Recursive CTE Splitting Method
The second method uses recursive Common Table Expressions (CTE) to locate delimiter positions:
DECLARE @str varchar(100), @delimiter varchar(10)
SET @str = '1,2,3,4,5,6,7,8,9,10,11,12,13,14,15'
SET @delimiter = ','
;WITH cte AS
(
SELECT 0 a, 1 b
UNION ALL
SELECT b, CHARINDEX(@delimiter, @str, b) + LEN(@delimiter)
FROM CTE
WHERE b > a
)
SELECT SUBSTRING(@str, a,
CASE WHEN b > LEN(@delimiter)
THEN b - a - LEN(@delimiter)
ELSE LEN(@str) - a + 1 END) value
FROM cte WHERE a > 0The recursive CTE divides string boundaries by continuously searching for delimiter positions. The anchor member initializes the search position, and the recursive member progressively moves until the end of the string.
Custom Table-Valued Function Implementation
To provide a reusable solution, a custom table-valued function can be created:
CREATE FUNCTION [dbo].[SDF_SplitString]
(
@sString nvarchar(2048),
@cDelimiter nchar(1)
)
RETURNS @tParts TABLE ( part nvarchar(2048) )
AS
BEGIN
if @sString is null return
declare @iStart int,
@iPos int
if substring( @sString, 1, 1 ) = @cDelimiter
begin
set @iStart = 2
insert into @tParts
values( null )
end
else
set @iStart = 1
while 1=1
begin
set @iPos = charindex( @cDelimiter, @sString, @iStart )
if @iPos = 0
set @iPos = len( @sString )+1
if @iPos - @iStart > 0
insert into @tParts
values ( substring( @sString, @iStart, @iPos-@iStart ))
else
insert into @tParts
values( null )
set @iStart = @iPos+1
if @iStart > len( @sString )
break
end
RETURN
ENDThis function uses a WHILE loop to traverse the string, locates delimiter positions with CHARINDEX, and extracts substrings using SUBSTRING. The function handles special cases where the string starts with a delimiter and returns a table variable containing all split parts.
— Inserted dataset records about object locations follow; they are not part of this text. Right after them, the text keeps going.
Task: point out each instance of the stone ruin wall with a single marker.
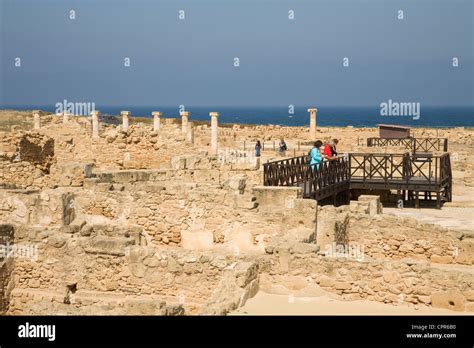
(25, 158)
(403, 260)
(114, 269)
(97, 256)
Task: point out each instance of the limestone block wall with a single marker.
(380, 236)
(108, 270)
(138, 148)
(6, 266)
(201, 216)
(45, 208)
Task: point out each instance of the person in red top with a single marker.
(330, 149)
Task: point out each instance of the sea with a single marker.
(273, 115)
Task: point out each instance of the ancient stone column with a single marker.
(156, 120)
(36, 119)
(125, 120)
(95, 123)
(214, 116)
(184, 121)
(312, 123)
(190, 134)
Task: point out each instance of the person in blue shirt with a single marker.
(258, 148)
(315, 155)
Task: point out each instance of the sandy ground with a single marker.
(272, 304)
(456, 218)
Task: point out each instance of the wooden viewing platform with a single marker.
(409, 174)
(412, 144)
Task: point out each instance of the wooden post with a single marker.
(214, 131)
(156, 120)
(125, 120)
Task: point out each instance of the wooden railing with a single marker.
(412, 144)
(412, 172)
(432, 170)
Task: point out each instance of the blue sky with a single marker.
(191, 61)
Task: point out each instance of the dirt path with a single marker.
(272, 304)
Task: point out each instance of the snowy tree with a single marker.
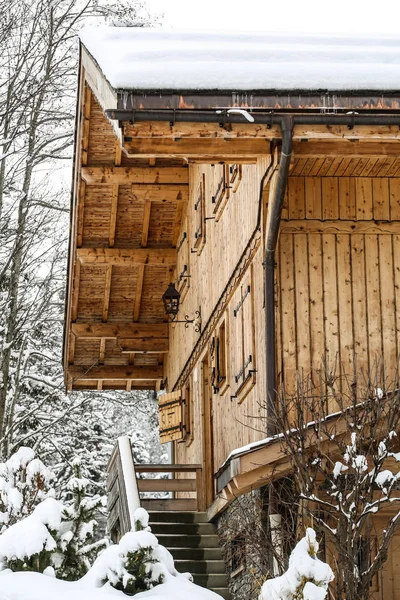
(78, 545)
(24, 482)
(307, 577)
(342, 441)
(38, 67)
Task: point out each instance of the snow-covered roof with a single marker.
(169, 59)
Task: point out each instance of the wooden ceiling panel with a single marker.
(356, 166)
(130, 213)
(87, 352)
(123, 294)
(113, 354)
(91, 293)
(97, 215)
(146, 359)
(161, 226)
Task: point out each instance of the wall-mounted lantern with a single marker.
(171, 298)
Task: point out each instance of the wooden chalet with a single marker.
(274, 211)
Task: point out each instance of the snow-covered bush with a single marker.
(77, 544)
(136, 564)
(307, 577)
(24, 482)
(56, 535)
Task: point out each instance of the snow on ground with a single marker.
(35, 586)
(155, 59)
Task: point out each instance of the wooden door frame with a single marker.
(207, 441)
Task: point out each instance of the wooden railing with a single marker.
(193, 486)
(124, 488)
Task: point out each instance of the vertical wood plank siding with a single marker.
(339, 276)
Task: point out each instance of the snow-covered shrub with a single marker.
(24, 482)
(136, 564)
(32, 543)
(307, 577)
(55, 535)
(77, 545)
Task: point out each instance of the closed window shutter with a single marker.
(171, 417)
(248, 338)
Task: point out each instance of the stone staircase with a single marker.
(193, 542)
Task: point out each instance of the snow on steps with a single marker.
(193, 543)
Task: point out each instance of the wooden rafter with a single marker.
(75, 291)
(345, 148)
(128, 256)
(102, 351)
(81, 211)
(120, 330)
(115, 372)
(127, 175)
(113, 214)
(150, 346)
(146, 222)
(138, 296)
(86, 124)
(218, 149)
(107, 291)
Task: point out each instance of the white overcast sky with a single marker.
(347, 16)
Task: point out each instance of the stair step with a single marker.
(224, 592)
(177, 517)
(200, 566)
(184, 528)
(188, 541)
(211, 580)
(200, 554)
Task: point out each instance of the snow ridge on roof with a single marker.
(168, 59)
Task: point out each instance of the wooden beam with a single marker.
(166, 485)
(140, 175)
(177, 223)
(86, 124)
(138, 296)
(345, 148)
(120, 330)
(81, 211)
(147, 129)
(361, 227)
(128, 256)
(102, 351)
(75, 291)
(111, 372)
(113, 214)
(107, 290)
(149, 345)
(219, 149)
(146, 222)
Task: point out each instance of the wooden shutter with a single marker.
(183, 264)
(199, 216)
(243, 314)
(220, 192)
(171, 417)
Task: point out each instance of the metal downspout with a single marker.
(271, 243)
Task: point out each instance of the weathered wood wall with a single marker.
(338, 276)
(231, 422)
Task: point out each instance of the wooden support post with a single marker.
(199, 490)
(107, 290)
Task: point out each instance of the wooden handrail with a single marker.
(124, 488)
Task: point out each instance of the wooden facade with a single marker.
(187, 202)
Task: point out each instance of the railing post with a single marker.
(199, 490)
(129, 475)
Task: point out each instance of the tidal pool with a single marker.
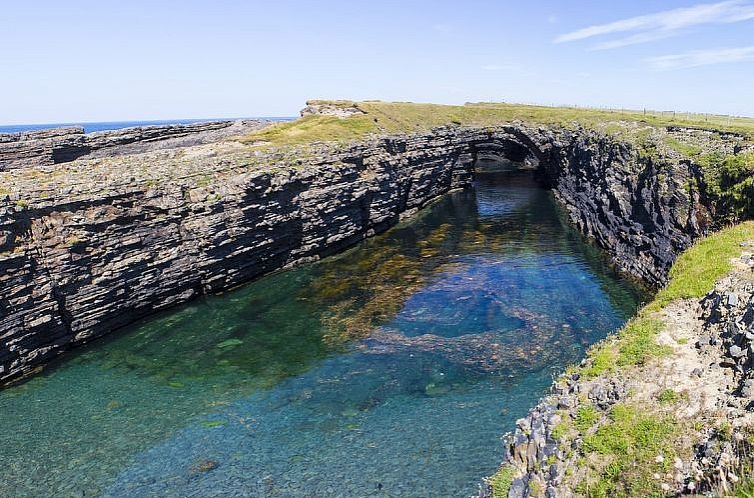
(391, 370)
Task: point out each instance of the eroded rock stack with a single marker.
(60, 145)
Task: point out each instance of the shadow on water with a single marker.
(388, 370)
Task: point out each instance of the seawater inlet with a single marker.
(390, 370)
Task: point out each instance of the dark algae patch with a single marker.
(389, 370)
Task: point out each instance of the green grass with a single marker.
(502, 480)
(627, 447)
(692, 276)
(315, 129)
(668, 397)
(393, 117)
(730, 183)
(586, 417)
(698, 268)
(635, 344)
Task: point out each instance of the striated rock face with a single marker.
(92, 245)
(644, 212)
(109, 247)
(60, 145)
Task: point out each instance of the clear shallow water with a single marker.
(114, 125)
(390, 370)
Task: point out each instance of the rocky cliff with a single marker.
(60, 145)
(91, 245)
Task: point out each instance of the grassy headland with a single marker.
(376, 117)
(625, 449)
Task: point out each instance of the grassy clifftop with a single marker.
(727, 161)
(372, 117)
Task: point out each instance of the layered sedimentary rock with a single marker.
(89, 246)
(60, 145)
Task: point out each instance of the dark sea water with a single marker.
(117, 125)
(391, 370)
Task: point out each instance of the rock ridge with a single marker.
(91, 245)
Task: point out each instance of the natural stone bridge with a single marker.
(89, 246)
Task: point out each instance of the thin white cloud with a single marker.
(698, 58)
(651, 27)
(508, 66)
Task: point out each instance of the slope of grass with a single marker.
(392, 117)
(628, 446)
(697, 269)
Built-in Functions in Modern SQL Server
Starting from SQL Server 2016, Microsoft provides the built-in STRING_SPLIT function:
SELECT TRY_CAST(value AS INT)
FROM STRING_SPLIT ('1,2,3,4,5,6,7,8,9,10,11,12,13,14,15', ',')This built-in function greatly simplifies string splitting operations but is not available in SQL Server 2008.
Performance Analysis and Selection Recommendations
When choosing a string splitting method, the following factors should be considered:
The XML method is suitable for simple splitting needs but may have performance issues with large data volumes. The recursive CTE method provides better control but has recursion depth limitations. Custom functions are most suitable for scenarios requiring repeated use, offering the best encapsulation and maintainability.
For SQL Server 2008 environments, custom table-valued functions are recommended as they combine performance, reusability, and error handling capabilities. If upgrading to newer versions, the built-in STRING_SPLIT function should be prioritized.
Conclusion
String splitting is a common requirement in database development, and in SQL Server 2008, it must be implemented through custom solutions. The three methods introduced in this article each have their advantages, and developers should choose the most appropriate solution based on specific scenarios. Custom table-valued functions provide the best balance, ensuring both performance and good maintainability.